Bernanke Calls on Regulators to Curb Shadow Banking Risks (Bloomberg)
Federal Reserve Chairman Ben S. Bernanke called for new steps to curb “shadow banking” operating beyond standard oversight while saying the economy has far to go before fully recovering from the credit crisis. “The heavy human and economic costs of the crisis underscore the importance of taking all necessary steps to avoid a repeat of the events of the past few years,” Bernanke said yesterday in a speech in Stone Mountain, Georgia.
Bank of Japan Keeps Policy Unchanged as Pressure Builds (Bloomberg)

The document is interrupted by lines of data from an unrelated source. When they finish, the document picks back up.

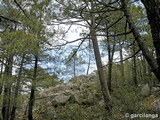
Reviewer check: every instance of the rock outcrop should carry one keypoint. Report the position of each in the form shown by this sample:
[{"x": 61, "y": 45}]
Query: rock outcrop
[{"x": 81, "y": 93}]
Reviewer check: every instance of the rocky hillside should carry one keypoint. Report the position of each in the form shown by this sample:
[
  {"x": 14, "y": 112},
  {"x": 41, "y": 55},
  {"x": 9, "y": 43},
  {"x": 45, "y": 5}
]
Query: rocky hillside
[{"x": 81, "y": 99}]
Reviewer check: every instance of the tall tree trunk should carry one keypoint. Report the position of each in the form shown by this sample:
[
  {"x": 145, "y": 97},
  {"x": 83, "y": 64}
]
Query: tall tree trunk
[
  {"x": 134, "y": 67},
  {"x": 102, "y": 78},
  {"x": 121, "y": 60},
  {"x": 13, "y": 112},
  {"x": 153, "y": 14},
  {"x": 7, "y": 88},
  {"x": 145, "y": 51},
  {"x": 32, "y": 95},
  {"x": 110, "y": 62},
  {"x": 74, "y": 66},
  {"x": 89, "y": 59},
  {"x": 1, "y": 75}
]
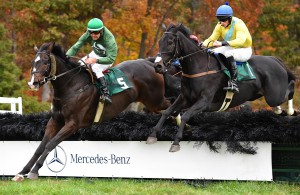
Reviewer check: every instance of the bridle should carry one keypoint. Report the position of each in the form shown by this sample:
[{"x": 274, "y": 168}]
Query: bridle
[{"x": 51, "y": 69}]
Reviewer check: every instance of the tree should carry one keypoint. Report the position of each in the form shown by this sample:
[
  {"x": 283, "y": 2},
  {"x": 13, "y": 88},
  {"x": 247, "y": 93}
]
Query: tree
[{"x": 280, "y": 28}]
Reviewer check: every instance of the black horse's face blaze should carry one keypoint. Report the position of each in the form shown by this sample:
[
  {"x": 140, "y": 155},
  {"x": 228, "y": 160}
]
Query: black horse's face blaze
[
  {"x": 40, "y": 69},
  {"x": 167, "y": 47}
]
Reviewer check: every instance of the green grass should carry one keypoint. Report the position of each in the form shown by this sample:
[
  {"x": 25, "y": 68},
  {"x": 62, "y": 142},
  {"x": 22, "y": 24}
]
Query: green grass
[{"x": 139, "y": 186}]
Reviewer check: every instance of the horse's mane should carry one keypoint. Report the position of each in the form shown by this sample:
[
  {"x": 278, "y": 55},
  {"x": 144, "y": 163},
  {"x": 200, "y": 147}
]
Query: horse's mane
[
  {"x": 179, "y": 27},
  {"x": 60, "y": 52},
  {"x": 57, "y": 50}
]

“The BOJ held off on additional easing to show it isn’t willing to be pushed around by politicians,” said Junko Nishioka, a Tokyo-based analyst at RBS Securities Japan Ltd. who has worked for the central bank. “The BOJ will be under pressure to ease policy at its next board meeting because of its close-to-zero percent inflation outlook.”
Criticism Over U.S.'s World Bank Pick Swells (WSJ)
The front-runner to lead the World Bank, which lends tens of billions of dollars a year around the world, once admitted that he "had no idea what a hedge fund was" until three years ago when he became a university head. Jim Yong Kim, the president of Dartmouth College, got a two-day crash course in finance back then, when the physician and anthropologist was grappling with budget troubles stemming from the 2008 financial crisis.
Dennis Gartman: S&P 500 Earnings to Surprise on Upside (CNBC)
“Are we going to see 5-10 percent growth in earnings by almost all of the S&P 500? Probably,” Gartman, the author of The Gartman Letter, said.
Vancouver's Bagpipe Ban Sparks Outcry (Globe)
...the unusually specific ban, which hit a few bagpiping buskers in Vancouver, has run into opposition from one of the city’s top Scots. That would be Vancouver Mayor Gregor Robertson, who was sworn in for a second term wearing a kilt in reflection of his Scottish heritage. The mayor has been known to play the tuba, but is prepared to go the wall for bagpipers. He’s mindful of noise complaints, but says the ban brought about by the city engineering department will face opposition from city council, dominated by Mr. Robertson’s Vision Vancouver party. The ban is under review. “My first reaction is that a complete ban on bagpipes and percussion instruments across the city is ridiculous and culturally insensitive,” Mr. Robertson said in a statement. “The clans won’t stand for it.”